What is IMS?
Intramuscular stimulation (IMS) is a system of diagnosis and treatment for musculoskeletal pain. Dr. Chan Gunn, a Vancouver physician, developed IMS during the 1970s. People that may benefit from IMS have pain that is often chronic in nature, may not be due to an injury and does not usually resolve with conventional treatments.
In these cases pain may be felt in a muscle, but may actually be the result of a nerve irritation. Each of our muscles is connected to the spine by a nerve. If the muscles around a nerve are tight, the nerve becomes irritated and causes pain along its pathway from the spine to the muscle. IMS helps to release pressure on the nerve by stimulating the tight muscles (both at the site of pain and at the muscles’ corresponding level at the spine) directly using a sterile, single-use acupuncture needle. The needle stimulates receptors in the muscles and creates a change in the input it receives from the nerve supply. This allows the tight muscles to relax and release pressure on the nerve to help relieve pain. A thorough physical examination by one of our certified Gunn IMS physiotherapists is completed to assess the cause of pain and determine if IMS is warranted.
Is IMS treatment painful?
The most common sensations reported during IMS treatment are muscle cramping and deep aching. Depending on the patient and the injury, this may be temporarily painful as well.

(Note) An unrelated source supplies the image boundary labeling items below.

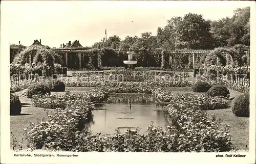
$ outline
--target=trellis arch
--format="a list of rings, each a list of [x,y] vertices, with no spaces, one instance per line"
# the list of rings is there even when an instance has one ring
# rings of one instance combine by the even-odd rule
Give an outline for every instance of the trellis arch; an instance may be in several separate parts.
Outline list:
[[[225,66],[227,65],[237,65],[236,55],[236,51],[232,48],[217,48],[210,51],[204,63],[206,65],[221,65]]]

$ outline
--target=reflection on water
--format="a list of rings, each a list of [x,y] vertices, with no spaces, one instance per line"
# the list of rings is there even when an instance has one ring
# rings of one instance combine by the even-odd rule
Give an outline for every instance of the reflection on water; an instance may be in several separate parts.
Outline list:
[[[145,134],[151,121],[155,126],[164,127],[169,125],[165,116],[167,112],[153,103],[132,103],[131,108],[127,103],[111,103],[98,105],[96,108],[105,110],[93,111],[94,123],[90,125],[90,129],[94,133],[114,133],[118,127],[122,132],[127,128],[135,130],[139,127],[140,133]]]

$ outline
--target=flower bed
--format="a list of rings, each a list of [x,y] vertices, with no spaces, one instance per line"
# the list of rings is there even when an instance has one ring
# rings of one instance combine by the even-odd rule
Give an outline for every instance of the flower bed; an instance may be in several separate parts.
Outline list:
[[[157,76],[172,77],[186,77],[188,73],[176,73],[165,71],[88,71],[83,72],[73,72],[72,76],[90,77],[102,76],[104,79],[112,79],[124,81],[144,81],[148,79],[154,79]]]
[[[173,95],[170,92],[161,88],[157,88],[153,91],[155,97],[159,102],[168,102],[170,104],[177,102],[190,102],[197,104],[202,110],[214,110],[225,108],[229,106],[230,102],[222,97],[214,97],[207,94],[194,95],[191,93]]]
[[[215,117],[211,120],[196,102],[180,99],[167,106],[170,121],[182,133],[181,150],[218,152],[231,149],[230,127],[220,126]]]
[[[33,149],[79,152],[218,152],[231,149],[229,127],[221,125],[214,117],[208,118],[203,111],[227,107],[229,100],[206,94],[174,95],[161,88],[192,84],[187,81],[157,84],[149,81],[99,81],[98,85],[102,85],[101,88],[84,94],[68,92],[62,95],[35,96],[32,101],[34,105],[56,108],[56,113],[29,132],[31,146]],[[153,93],[159,101],[170,103],[166,109],[172,125],[164,130],[150,125],[145,135],[139,134],[138,130],[127,130],[121,134],[117,129],[115,134],[102,136],[100,133],[93,134],[90,131],[81,131],[85,123],[92,118],[94,105],[91,102],[102,102],[110,93],[125,92]],[[127,97],[123,99],[127,100]]]
[[[23,81],[19,81],[17,85],[13,85],[10,88],[10,92],[14,93],[24,90],[36,82],[35,79],[28,79]]]
[[[31,100],[32,104],[36,107],[46,108],[64,108],[67,102],[80,100],[84,103],[88,102],[102,102],[106,98],[106,93],[100,89],[91,90],[84,93],[71,94],[67,92],[64,95],[50,96],[35,95]]]
[[[94,104],[80,99],[68,100],[65,108],[57,108],[29,131],[27,138],[33,149],[60,149],[71,151],[77,142],[77,133],[92,119]]]
[[[107,102],[128,102],[133,103],[153,103],[155,99],[152,94],[109,94],[107,99]]]

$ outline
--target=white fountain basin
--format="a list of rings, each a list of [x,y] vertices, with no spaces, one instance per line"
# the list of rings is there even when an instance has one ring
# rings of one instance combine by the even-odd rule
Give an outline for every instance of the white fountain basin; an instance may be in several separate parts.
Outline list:
[[[136,64],[137,61],[123,61],[123,63],[125,64]]]

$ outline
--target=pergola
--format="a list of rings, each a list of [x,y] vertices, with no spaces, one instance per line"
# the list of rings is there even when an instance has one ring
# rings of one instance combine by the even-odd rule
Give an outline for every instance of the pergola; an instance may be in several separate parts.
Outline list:
[[[78,50],[73,49],[70,48],[52,48],[52,49],[56,52],[62,52],[65,53],[65,59],[66,59],[66,64],[67,66],[68,66],[68,53],[74,53],[75,56],[78,56],[79,58],[79,68],[81,68],[82,67],[82,54],[92,54],[93,51],[88,50]]]
[[[211,50],[211,49],[190,49],[190,50],[174,50],[174,51],[167,51],[168,53],[186,53],[186,54],[191,54],[192,55],[193,58],[193,68],[195,68],[195,63],[197,62],[197,59],[198,57],[198,54],[208,54]],[[196,58],[195,56],[196,56]],[[170,56],[170,61],[172,62],[172,57]],[[171,63],[172,64],[172,63]]]

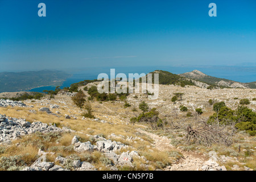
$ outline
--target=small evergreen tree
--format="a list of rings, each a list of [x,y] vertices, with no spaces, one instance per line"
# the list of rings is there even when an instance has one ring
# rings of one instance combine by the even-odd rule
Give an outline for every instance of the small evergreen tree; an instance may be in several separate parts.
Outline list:
[[[143,101],[139,104],[139,109],[141,109],[144,113],[148,110],[148,105],[145,102],[145,101]]]

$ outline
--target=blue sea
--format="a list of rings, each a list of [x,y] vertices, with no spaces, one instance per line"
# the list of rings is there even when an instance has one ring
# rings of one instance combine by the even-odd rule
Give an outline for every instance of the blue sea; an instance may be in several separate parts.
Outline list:
[[[123,73],[128,77],[129,73],[147,74],[155,70],[167,71],[175,74],[191,72],[197,69],[203,73],[213,77],[226,78],[241,82],[249,82],[256,81],[256,67],[227,67],[227,66],[181,66],[181,67],[101,67],[73,68],[66,72],[71,73],[72,76],[68,78],[61,86],[61,88],[78,82],[84,80],[97,79],[98,74],[105,73],[110,77],[110,69],[115,69],[115,75]],[[43,92],[44,90],[53,90],[55,86],[42,86],[32,89],[30,92]]]

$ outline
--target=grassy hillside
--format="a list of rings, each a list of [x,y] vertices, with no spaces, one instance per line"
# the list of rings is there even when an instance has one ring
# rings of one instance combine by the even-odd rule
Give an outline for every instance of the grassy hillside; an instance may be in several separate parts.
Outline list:
[[[71,75],[62,71],[43,70],[1,72],[0,93],[29,90],[43,86],[59,86]]]

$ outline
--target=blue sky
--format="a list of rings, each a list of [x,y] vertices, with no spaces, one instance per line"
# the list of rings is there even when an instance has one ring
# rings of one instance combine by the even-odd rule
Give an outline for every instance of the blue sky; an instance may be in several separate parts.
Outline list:
[[[255,0],[0,0],[0,71],[255,66]]]

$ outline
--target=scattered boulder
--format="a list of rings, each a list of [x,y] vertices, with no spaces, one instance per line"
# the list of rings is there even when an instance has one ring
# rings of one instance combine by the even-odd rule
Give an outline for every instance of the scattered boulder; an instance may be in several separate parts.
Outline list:
[[[75,136],[73,138],[72,140],[71,140],[71,144],[74,144],[76,143],[77,143],[78,142],[79,142],[79,140],[77,137],[76,136]]]
[[[47,112],[47,113],[52,113],[49,108],[46,107],[40,108],[39,111]]]

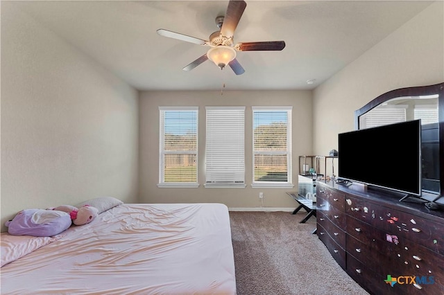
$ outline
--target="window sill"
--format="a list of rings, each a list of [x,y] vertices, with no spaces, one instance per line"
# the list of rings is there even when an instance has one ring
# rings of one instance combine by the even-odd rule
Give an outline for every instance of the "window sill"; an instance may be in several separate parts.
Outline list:
[[[251,188],[293,188],[294,185],[290,184],[253,184]]]
[[[245,188],[247,185],[245,184],[205,184],[203,185],[205,188]]]
[[[198,187],[199,184],[157,184],[159,188],[194,188]]]

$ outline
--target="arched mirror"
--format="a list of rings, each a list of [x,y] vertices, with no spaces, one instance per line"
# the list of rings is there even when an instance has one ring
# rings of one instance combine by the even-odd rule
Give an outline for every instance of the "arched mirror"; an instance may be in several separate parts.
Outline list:
[[[416,119],[421,119],[422,197],[444,204],[444,83],[393,90],[355,111],[357,129]]]

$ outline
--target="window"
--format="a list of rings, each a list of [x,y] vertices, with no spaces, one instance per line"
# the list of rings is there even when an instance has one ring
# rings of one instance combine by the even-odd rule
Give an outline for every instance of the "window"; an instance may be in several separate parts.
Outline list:
[[[207,107],[205,187],[245,187],[245,107]]]
[[[419,105],[415,106],[413,111],[415,120],[421,119],[421,125],[438,122],[438,108],[434,105]]]
[[[197,187],[197,107],[160,107],[159,187]]]
[[[360,129],[371,128],[407,120],[406,105],[388,105],[372,109],[361,116]]]
[[[291,107],[253,107],[252,187],[291,185]]]

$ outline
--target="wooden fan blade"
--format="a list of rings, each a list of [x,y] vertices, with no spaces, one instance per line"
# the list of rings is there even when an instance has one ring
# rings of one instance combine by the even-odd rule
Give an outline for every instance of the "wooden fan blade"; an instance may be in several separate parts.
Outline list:
[[[223,24],[221,28],[222,36],[230,38],[234,35],[234,30],[236,30],[237,24],[241,19],[246,6],[247,3],[244,1],[230,1],[223,19]]]
[[[228,65],[236,75],[242,75],[245,73],[245,70],[235,58],[228,63]]]
[[[204,54],[191,64],[188,64],[187,66],[182,69],[184,71],[191,71],[203,62],[205,62],[208,60],[208,57],[207,57],[207,53]]]
[[[196,38],[194,37],[187,36],[186,35],[180,34],[180,33],[176,33],[168,30],[164,30],[160,28],[157,30],[157,34],[163,37],[168,37],[169,38],[177,39],[181,41],[185,41],[187,42],[194,43],[198,45],[206,45],[207,42],[203,40],[202,39]]]
[[[239,51],[281,51],[285,47],[284,41],[265,41],[263,42],[244,42],[236,44]]]

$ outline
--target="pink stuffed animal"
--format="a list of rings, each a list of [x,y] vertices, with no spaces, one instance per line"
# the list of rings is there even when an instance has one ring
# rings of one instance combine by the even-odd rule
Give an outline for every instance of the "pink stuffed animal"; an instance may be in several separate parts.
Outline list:
[[[74,206],[62,205],[53,208],[53,210],[69,213],[71,216],[71,220],[76,225],[83,225],[89,223],[99,215],[99,210],[96,207],[88,205],[78,208]]]

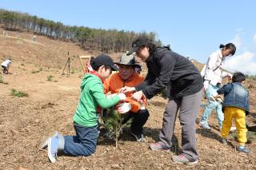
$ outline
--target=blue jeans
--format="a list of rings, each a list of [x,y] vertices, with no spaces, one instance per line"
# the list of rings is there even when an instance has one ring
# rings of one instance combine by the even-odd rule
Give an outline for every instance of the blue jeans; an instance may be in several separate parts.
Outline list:
[[[222,113],[222,105],[217,101],[212,101],[210,98],[210,97],[212,96],[214,93],[217,91],[217,86],[210,85],[209,88],[206,91],[206,97],[207,98],[209,103],[207,105],[206,105],[205,111],[202,113],[201,122],[207,122],[212,110],[216,109],[218,126],[221,128],[222,127],[222,121],[224,120],[224,114]]]
[[[70,156],[90,156],[95,152],[98,137],[98,126],[84,127],[74,124],[76,136],[64,136],[63,152]]]

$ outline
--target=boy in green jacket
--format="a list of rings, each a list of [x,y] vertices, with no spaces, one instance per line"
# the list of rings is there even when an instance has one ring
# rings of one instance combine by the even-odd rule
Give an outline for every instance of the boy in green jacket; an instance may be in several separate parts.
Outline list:
[[[46,142],[48,144],[48,157],[52,163],[55,163],[58,151],[74,156],[86,156],[94,153],[98,137],[98,113],[101,109],[108,109],[126,99],[124,93],[110,98],[104,94],[102,81],[111,74],[112,70],[118,70],[109,56],[102,54],[91,58],[90,66],[90,73],[82,81],[80,100],[73,117],[76,136],[63,136],[56,132]]]

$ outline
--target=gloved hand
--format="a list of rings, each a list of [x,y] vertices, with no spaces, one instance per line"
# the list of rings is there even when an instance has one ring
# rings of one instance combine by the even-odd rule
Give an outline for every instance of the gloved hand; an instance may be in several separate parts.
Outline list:
[[[203,82],[203,88],[206,90],[209,88],[209,81],[205,81]]]
[[[118,93],[118,96],[120,98],[120,101],[126,101],[126,96],[124,93]]]
[[[118,109],[118,113],[120,114],[123,114],[126,113],[127,112],[129,112],[131,109],[131,105],[130,103],[121,103],[119,105],[118,105],[117,106],[117,109]]]

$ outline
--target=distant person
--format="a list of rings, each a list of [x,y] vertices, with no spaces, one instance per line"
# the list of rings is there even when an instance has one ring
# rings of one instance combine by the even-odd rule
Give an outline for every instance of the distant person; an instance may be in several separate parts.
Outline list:
[[[129,53],[136,53],[146,63],[148,73],[142,83],[134,87],[126,86],[121,92],[133,92],[133,98],[140,101],[143,97],[152,98],[171,85],[159,141],[151,144],[150,148],[155,151],[170,151],[179,111],[182,152],[179,156],[173,156],[172,160],[181,164],[197,164],[198,154],[194,125],[203,88],[200,73],[186,57],[168,48],[158,47],[146,37],[138,38],[131,46]]]
[[[226,45],[220,45],[221,49],[213,53],[208,58],[206,65],[201,71],[201,75],[204,77],[204,89],[206,98],[209,103],[206,105],[205,111],[202,113],[199,126],[210,129],[208,125],[208,119],[214,109],[217,109],[217,117],[218,120],[218,126],[222,128],[222,122],[224,119],[222,111],[220,109],[220,105],[218,102],[211,101],[210,97],[213,93],[216,93],[218,89],[218,85],[222,83],[222,78],[225,77],[232,77],[232,74],[226,72],[222,73],[222,65],[226,57],[233,56],[235,53],[236,47],[232,43],[228,43]]]
[[[59,151],[74,156],[94,153],[98,137],[98,114],[102,109],[108,109],[126,99],[124,93],[106,97],[103,92],[102,81],[112,70],[118,69],[109,56],[102,54],[91,58],[90,66],[82,81],[80,99],[73,117],[76,135],[63,136],[57,132],[41,146],[42,148],[48,146],[48,157],[52,163],[55,163]]]
[[[121,88],[124,86],[133,87],[142,83],[144,77],[135,72],[135,69],[140,66],[135,61],[135,55],[122,55],[119,62],[116,62],[118,65],[118,73],[111,74],[104,81],[104,92],[106,93],[118,93]],[[130,125],[130,134],[133,135],[137,141],[144,142],[143,125],[146,124],[150,114],[149,111],[145,109],[140,102],[132,100],[133,93],[126,93],[126,102],[131,105],[130,111],[126,115],[126,123],[128,120],[132,119]]]
[[[8,74],[10,65],[11,63],[12,63],[12,60],[10,58],[10,59],[6,60],[5,61],[3,61],[1,64],[2,68],[3,68],[2,73],[4,74]]]
[[[224,121],[222,129],[222,142],[227,144],[227,136],[232,125],[232,119],[235,120],[238,140],[239,146],[238,151],[251,153],[252,152],[245,146],[247,141],[246,125],[246,115],[249,113],[250,101],[249,92],[243,87],[246,76],[242,73],[235,73],[232,77],[232,83],[223,85],[217,90],[218,94],[224,94]]]

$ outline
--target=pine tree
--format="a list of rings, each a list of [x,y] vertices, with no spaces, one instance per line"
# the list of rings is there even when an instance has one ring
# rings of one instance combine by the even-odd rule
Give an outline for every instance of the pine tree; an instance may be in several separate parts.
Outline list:
[[[107,136],[115,140],[116,148],[118,148],[118,136],[122,134],[122,128],[130,124],[130,121],[128,121],[122,125],[125,117],[126,114],[118,113],[114,107],[107,109],[106,115],[102,117],[105,128],[107,131]]]

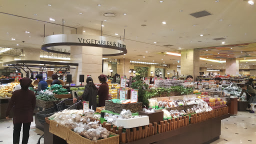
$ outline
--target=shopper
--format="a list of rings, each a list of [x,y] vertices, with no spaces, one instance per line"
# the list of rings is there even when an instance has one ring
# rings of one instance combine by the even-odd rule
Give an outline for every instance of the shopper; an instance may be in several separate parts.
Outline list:
[[[48,87],[48,84],[47,84],[47,82],[44,80],[42,78],[42,74],[38,74],[36,76],[36,78],[38,82],[38,91],[40,92],[41,90],[44,90]]]
[[[222,85],[222,84],[220,84],[220,82],[222,81],[222,78],[215,78],[215,82],[216,82],[216,84],[218,85]]]
[[[240,85],[240,88],[242,88],[242,92],[240,94],[239,100],[240,100],[240,97],[242,96],[244,92],[245,92],[246,94],[246,100],[249,101],[248,108],[250,108],[250,106],[254,106],[254,104],[256,103],[256,92],[254,90],[252,87],[252,86],[247,84],[241,84]],[[250,112],[254,113],[254,110],[254,110],[254,108],[252,109],[252,106],[250,107]]]
[[[106,84],[106,76],[104,74],[100,74],[98,77],[100,82],[102,84],[100,86],[98,90],[98,106],[105,106],[105,100],[108,100],[108,84]]]
[[[12,96],[8,104],[6,116],[9,119],[10,111],[14,108],[13,144],[20,142],[20,132],[23,124],[22,144],[28,144],[30,136],[31,122],[33,122],[33,111],[36,106],[34,92],[28,90],[32,80],[28,78],[20,80],[22,89],[12,93]]]
[[[54,81],[52,81],[52,84],[50,84],[50,86],[55,84],[60,84],[60,80],[58,80],[58,75],[54,74],[52,76],[52,80],[54,80]]]
[[[250,86],[252,86],[252,88],[255,88],[254,87],[254,78],[249,78],[249,80],[248,80],[248,82],[247,82],[246,84],[247,84],[248,85],[250,85]]]
[[[84,87],[84,93],[81,96],[78,98],[74,98],[73,100],[74,103],[76,102],[78,100],[82,100],[82,101],[89,102],[89,108],[91,108],[92,106],[92,110],[96,110],[96,106],[97,106],[97,90],[98,88],[94,84],[92,78],[90,77],[87,78],[86,80],[86,83],[87,84]]]
[[[188,76],[186,78],[186,80],[188,81],[192,82],[193,81],[193,76]]]

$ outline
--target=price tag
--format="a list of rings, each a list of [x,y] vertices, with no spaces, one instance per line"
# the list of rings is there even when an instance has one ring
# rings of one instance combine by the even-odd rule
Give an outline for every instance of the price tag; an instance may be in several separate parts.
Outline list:
[[[126,100],[126,88],[119,89],[119,96],[120,96],[120,100]]]
[[[126,76],[121,76],[121,88],[125,88],[126,86]]]
[[[83,101],[82,102],[82,110],[84,112],[89,110],[89,102]]]
[[[150,78],[145,78],[145,84],[148,85],[150,85]]]
[[[138,102],[138,89],[132,89],[130,90],[130,100]]]

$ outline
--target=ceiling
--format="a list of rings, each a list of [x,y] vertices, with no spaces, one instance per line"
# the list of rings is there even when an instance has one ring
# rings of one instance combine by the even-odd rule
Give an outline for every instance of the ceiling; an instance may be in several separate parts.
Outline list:
[[[164,62],[166,64],[178,64],[177,61],[180,60],[180,56],[164,56],[160,52],[177,50],[178,52],[180,50],[194,48],[202,48],[200,49],[202,58],[210,54],[211,58],[221,58],[224,60],[227,56],[224,55],[226,54],[234,54],[232,56],[237,58],[248,56],[244,53],[237,52],[242,48],[240,47],[234,46],[230,50],[230,46],[222,46],[256,42],[256,18],[252,14],[256,14],[256,4],[250,5],[248,1],[242,0],[218,1],[166,0],[160,2],[160,0],[78,0],[71,2],[66,0],[1,0],[0,18],[4,22],[0,22],[0,46],[40,50],[44,44],[44,24],[46,36],[60,34],[62,33],[60,25],[63,18],[64,26],[70,26],[64,27],[64,34],[70,34],[72,30],[82,26],[100,30],[103,21],[104,36],[116,38],[120,38],[120,36],[122,40],[125,29],[128,53],[112,57],[114,58],[125,58],[135,61],[154,60],[154,62],[164,64]],[[101,6],[98,6],[98,4]],[[202,10],[206,10],[212,14],[199,18],[190,14]],[[106,17],[102,14],[106,12],[114,12],[116,16]],[[50,20],[50,18],[56,21]],[[163,22],[166,24],[162,24]],[[213,40],[216,38],[225,39]],[[174,46],[163,46],[168,44]],[[249,46],[252,46],[250,52],[256,50],[255,44]],[[210,50],[206,53],[207,49]],[[222,52],[217,52],[219,50]],[[219,57],[218,53],[222,54]],[[253,54],[250,58],[256,58],[255,56]],[[225,64],[206,62],[200,60],[201,66],[215,68],[225,66]],[[241,64],[246,67],[249,64],[256,64],[256,62],[248,62]]]

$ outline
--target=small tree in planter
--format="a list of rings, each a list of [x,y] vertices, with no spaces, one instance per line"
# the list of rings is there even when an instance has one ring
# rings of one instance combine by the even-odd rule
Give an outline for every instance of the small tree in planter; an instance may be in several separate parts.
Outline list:
[[[132,80],[135,82],[132,83],[132,88],[134,89],[138,89],[138,102],[142,102],[143,104],[146,105],[147,107],[148,106],[148,100],[146,96],[146,91],[145,90],[148,89],[148,85],[144,84],[143,80],[141,76],[145,72],[148,72],[148,68],[146,68],[146,69],[140,70],[136,73],[136,76],[132,78]]]

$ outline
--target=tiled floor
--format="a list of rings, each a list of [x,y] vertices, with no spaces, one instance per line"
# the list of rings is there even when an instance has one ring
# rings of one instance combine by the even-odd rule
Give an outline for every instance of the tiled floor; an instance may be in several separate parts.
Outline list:
[[[12,143],[13,128],[12,120],[0,123],[0,142],[2,141],[0,144]],[[21,143],[22,132],[20,133]],[[34,122],[32,122],[28,144],[37,144],[43,134],[43,132],[36,128]],[[42,138],[40,144],[44,144],[44,140]],[[211,144],[256,144],[256,114],[238,112],[236,116],[222,120],[220,138]]]

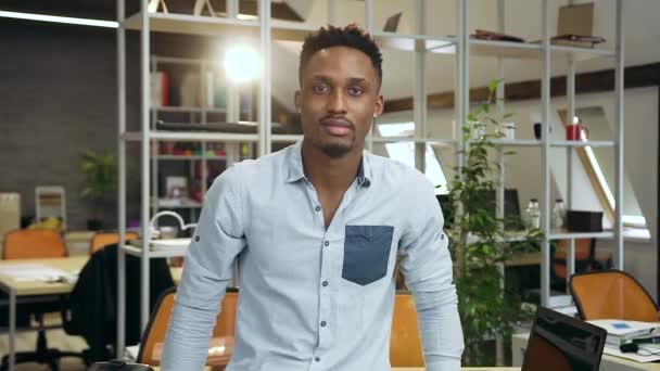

What should I expect post-treatment?
Many people experience muscle soreness and general fatigue after receiving IMS treatment. Allowing time to relax and avoiding any strenuous physical activity is recommended. Heat may also help relax tight muscles.
How often will I need IMS treatment?
The needle’s effect on the muscle can last 7-10 days. For this reason, IMS is only administered once per week. Changes may be noted in 2-3 treatments, or may require 6-12 treatments. The number of treatments depends on the affected area and how long the pain has been present. IMS is generally followed-up with an exercise program to strengthen weak muscles help people move better before returning to activity.